The superior meseneteric artery arises from the aorta at the level of the L1 vertebrae, immediately inferior to coeliac trunk. It moves in between layers of the mesentery, splitting into approximately 20 branches. Theses branches anastomose to form loops, called arcades. From the arcades, long and straight arteries arise, called vasa recta.
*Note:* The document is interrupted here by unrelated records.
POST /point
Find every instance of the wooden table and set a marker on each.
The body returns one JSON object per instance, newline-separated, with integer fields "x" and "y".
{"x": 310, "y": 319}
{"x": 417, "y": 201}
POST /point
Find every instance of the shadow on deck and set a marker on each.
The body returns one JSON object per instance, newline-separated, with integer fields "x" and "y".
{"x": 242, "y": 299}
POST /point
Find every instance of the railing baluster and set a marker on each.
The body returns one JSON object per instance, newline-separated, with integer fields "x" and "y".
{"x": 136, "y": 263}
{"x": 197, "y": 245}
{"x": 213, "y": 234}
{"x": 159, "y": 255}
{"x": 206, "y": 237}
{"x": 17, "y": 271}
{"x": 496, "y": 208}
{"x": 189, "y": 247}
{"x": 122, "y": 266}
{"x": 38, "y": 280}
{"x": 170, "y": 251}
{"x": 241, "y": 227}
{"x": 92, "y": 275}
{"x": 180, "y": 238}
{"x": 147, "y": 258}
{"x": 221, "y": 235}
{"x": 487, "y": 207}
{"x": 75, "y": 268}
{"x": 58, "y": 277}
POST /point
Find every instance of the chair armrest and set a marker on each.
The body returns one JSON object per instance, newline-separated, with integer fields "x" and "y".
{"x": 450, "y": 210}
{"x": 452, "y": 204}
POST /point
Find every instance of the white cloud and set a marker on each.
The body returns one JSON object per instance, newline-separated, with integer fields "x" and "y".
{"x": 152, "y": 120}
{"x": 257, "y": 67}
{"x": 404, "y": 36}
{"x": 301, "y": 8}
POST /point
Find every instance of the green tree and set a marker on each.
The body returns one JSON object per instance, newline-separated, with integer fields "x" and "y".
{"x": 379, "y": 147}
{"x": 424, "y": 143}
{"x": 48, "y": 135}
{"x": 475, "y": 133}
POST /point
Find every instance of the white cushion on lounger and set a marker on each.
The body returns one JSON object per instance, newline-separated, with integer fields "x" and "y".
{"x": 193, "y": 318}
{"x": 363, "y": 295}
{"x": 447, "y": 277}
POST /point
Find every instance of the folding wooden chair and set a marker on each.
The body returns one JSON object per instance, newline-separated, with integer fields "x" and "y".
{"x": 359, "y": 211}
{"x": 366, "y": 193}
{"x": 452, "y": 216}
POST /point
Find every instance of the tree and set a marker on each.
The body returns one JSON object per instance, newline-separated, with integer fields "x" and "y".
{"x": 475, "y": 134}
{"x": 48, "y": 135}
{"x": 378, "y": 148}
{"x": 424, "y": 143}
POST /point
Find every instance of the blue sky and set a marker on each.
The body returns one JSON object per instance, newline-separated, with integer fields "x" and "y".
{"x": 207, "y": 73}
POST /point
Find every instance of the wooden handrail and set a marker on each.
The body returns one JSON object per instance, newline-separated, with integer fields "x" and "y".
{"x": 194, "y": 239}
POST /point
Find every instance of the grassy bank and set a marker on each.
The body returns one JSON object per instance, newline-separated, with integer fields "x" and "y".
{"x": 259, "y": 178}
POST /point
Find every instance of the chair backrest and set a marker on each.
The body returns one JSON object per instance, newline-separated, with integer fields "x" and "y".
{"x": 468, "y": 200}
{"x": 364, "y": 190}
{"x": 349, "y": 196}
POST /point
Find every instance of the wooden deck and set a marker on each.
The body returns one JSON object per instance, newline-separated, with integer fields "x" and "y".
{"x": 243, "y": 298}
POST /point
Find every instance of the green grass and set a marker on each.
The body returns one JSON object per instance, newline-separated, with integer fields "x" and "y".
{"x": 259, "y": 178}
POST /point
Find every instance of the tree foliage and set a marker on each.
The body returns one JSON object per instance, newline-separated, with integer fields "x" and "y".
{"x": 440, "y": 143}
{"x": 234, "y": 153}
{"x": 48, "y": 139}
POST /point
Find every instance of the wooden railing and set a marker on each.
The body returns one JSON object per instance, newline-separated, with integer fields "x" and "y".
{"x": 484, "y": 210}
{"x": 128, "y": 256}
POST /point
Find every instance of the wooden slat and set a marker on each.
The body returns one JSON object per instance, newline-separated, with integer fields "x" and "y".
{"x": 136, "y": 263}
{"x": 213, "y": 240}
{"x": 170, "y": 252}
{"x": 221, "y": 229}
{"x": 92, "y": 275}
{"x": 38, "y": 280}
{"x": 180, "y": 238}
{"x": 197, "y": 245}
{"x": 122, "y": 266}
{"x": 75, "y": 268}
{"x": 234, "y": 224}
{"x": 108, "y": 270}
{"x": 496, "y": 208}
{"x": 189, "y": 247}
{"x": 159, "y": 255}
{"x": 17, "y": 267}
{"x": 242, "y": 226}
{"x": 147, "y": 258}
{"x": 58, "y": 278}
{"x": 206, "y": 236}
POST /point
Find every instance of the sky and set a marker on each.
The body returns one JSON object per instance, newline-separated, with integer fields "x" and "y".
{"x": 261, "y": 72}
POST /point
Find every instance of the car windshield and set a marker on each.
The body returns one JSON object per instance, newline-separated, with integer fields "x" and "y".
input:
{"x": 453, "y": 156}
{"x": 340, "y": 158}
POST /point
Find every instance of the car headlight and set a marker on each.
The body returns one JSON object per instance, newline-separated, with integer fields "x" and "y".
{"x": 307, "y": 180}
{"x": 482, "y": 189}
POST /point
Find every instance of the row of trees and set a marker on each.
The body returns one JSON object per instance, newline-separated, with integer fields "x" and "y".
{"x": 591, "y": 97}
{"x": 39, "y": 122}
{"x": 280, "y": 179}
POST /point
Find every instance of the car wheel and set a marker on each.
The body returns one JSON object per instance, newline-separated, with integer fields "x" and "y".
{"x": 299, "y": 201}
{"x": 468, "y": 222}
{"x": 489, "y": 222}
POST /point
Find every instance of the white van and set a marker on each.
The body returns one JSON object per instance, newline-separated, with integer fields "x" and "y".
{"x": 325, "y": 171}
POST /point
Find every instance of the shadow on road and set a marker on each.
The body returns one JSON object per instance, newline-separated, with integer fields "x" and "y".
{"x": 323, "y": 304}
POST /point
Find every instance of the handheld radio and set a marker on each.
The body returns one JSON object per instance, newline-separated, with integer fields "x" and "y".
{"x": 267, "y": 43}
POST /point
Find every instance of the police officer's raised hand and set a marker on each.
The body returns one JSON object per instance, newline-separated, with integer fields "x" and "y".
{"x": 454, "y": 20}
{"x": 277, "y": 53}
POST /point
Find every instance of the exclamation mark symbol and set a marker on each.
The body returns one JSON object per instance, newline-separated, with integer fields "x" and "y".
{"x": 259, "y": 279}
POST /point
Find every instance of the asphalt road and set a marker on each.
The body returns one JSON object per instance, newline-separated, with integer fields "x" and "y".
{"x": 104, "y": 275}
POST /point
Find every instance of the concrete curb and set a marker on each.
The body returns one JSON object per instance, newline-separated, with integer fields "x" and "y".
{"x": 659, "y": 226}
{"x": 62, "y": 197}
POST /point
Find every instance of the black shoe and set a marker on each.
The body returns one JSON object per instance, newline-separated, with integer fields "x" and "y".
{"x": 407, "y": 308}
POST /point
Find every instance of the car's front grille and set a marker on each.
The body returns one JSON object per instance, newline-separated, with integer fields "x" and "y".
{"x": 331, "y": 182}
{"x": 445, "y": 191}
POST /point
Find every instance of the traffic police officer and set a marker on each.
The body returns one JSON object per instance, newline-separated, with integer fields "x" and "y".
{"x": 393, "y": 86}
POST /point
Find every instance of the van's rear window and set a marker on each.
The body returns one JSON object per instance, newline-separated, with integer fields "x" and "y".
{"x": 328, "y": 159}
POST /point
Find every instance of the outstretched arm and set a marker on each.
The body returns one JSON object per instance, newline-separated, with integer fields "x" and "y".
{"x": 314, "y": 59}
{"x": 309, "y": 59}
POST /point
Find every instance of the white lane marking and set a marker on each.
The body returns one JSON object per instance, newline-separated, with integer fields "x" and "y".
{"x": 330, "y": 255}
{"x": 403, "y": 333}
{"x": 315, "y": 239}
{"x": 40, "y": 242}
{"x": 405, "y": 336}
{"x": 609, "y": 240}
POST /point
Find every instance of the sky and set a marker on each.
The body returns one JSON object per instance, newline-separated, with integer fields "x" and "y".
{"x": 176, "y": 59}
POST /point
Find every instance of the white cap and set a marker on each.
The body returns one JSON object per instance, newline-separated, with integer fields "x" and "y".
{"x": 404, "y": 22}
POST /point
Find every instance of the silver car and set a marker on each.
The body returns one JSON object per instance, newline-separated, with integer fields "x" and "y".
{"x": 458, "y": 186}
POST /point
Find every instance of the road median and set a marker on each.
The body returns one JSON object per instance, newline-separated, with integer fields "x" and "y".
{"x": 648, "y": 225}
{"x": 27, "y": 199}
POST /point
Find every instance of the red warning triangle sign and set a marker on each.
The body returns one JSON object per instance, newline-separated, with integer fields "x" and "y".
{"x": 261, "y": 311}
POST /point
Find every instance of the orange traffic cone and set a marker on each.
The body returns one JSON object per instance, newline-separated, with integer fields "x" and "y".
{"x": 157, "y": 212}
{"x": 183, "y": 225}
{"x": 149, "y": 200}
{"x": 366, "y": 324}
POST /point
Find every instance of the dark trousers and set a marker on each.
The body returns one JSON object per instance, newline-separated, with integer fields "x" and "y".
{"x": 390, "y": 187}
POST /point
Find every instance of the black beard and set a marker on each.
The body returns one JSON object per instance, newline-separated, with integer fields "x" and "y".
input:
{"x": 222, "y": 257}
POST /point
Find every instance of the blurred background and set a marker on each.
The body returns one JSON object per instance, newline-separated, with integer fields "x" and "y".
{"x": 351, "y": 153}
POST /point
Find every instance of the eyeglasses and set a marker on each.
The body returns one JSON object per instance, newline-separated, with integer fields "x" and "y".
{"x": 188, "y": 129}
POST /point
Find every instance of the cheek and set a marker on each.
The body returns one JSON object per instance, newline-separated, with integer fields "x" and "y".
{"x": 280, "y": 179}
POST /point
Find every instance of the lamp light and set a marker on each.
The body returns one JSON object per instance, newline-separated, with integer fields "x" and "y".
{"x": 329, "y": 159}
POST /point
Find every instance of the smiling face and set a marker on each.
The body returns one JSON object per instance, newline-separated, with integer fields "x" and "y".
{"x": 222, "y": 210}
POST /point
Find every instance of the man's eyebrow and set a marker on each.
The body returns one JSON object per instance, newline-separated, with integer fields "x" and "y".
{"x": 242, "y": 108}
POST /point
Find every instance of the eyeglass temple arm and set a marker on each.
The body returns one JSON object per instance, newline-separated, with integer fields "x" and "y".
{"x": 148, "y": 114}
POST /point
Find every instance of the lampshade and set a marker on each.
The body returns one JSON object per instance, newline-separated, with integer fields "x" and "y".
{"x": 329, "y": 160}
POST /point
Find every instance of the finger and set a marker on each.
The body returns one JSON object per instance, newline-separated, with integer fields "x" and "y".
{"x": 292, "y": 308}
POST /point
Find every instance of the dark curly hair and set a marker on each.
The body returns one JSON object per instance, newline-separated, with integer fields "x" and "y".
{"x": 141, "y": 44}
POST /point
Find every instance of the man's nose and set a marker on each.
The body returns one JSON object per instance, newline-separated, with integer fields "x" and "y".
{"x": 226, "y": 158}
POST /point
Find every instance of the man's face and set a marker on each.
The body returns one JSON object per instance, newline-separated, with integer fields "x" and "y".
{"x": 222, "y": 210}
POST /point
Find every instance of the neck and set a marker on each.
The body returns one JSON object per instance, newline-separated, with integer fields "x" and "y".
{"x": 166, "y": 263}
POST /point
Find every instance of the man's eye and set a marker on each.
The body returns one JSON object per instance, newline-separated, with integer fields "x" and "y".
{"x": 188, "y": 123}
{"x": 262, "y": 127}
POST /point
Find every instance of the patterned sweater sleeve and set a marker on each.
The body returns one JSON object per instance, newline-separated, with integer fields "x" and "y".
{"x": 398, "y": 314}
The venous drainage is via the superior mesenteric vein. It unites with the splenic vein at the neck of the pancreas to the hepatic portal vein.
Lymphatic drainage is via the superior mesenteric nodes.
Clinical relevance - ileocaecal valve
The ilecaecal valve represents the separation between the small and large intestines. Its main function is to prevent the reflux of enteric fluid from the colon into the small intestine. It is also used as a landmark during colonoscopy, indicating that the limit of the colon has been reached at that a complete colonoscopy has been performed.
The ileocaecal valve is also important in the setting of large bowel obstruction. Should the ileocaecal valve be competent, a closed loop obstruction can occur and cause bowel perforation. Should the ileocaecal valve be incompetent (i.e. allow backflow of enteric contents into the small bowel) then the situation is less emergent and the trajectory of the obstruction is less rapid.